Autor konfrontuje dwie kobiety o zupełnie odmiennym sposobie życia, horyzoncie wiedzy, słownictwie. Są to królowa Babilonu Amytis i jej niewolnica Alitza. W czasie wojny ich los zostaje połączony – uciekają razem przed wojskami perskimi. Głód, strach i potrzeba bliskości sprawiają, że dystans pomiędzy nimi zmniejsza się. Rodzi się więź i prawdziwa przyjaźń. To nie znaczy, że Alitza nie ma pokusy, aby zdradzić królową. Została przez nią uratowana z wioski w Judei, kiedy była małą dziewczyną, ale wcześniej żołnierze królowej spalili tę wioskę, a w niej całą rodzinę Alitzy.
Tłem wydarzeń jest wojna między Babilończykami a Persami w VI w. p.n.e. Jednak ten konflikt jest metaforą każdej wojny. Dowodzi jej okrutnej natury, która pozostaje niezmienna na przestrzeni wieków. Mimo przelania krwi milionów kobiet, mężczyzn i dzieci, świat nie zmienia się na lepsze, nie staje się bardziej „cywilizowany”.

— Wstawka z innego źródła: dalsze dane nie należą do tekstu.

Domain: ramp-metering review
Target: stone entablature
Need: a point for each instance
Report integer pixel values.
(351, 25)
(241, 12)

Królowa Amytis wygłasza monologi przed radą wojenną. Zastanawia się, czy lepiej wykrwawić swój lud na polu bitwy z silniejszym przeciwnikiem, czy może się poddać? Jaka jest cena stawiania oporu? W tekście są opisy praktyk wojennych i obrażeń żołnierzy. Pojawia się także wątek gwałtu na Alitzy, dokonanego już w czasie pokoju – świadectwo zmian, jakie wojna powoduje w ludziach.
Sztuka kończy się pozytywnym akcentem: Amytis i Alitza docierają do dawnej wioski dziewczyny i na zgliszczach budują swoje życie od nowa, wspólnie.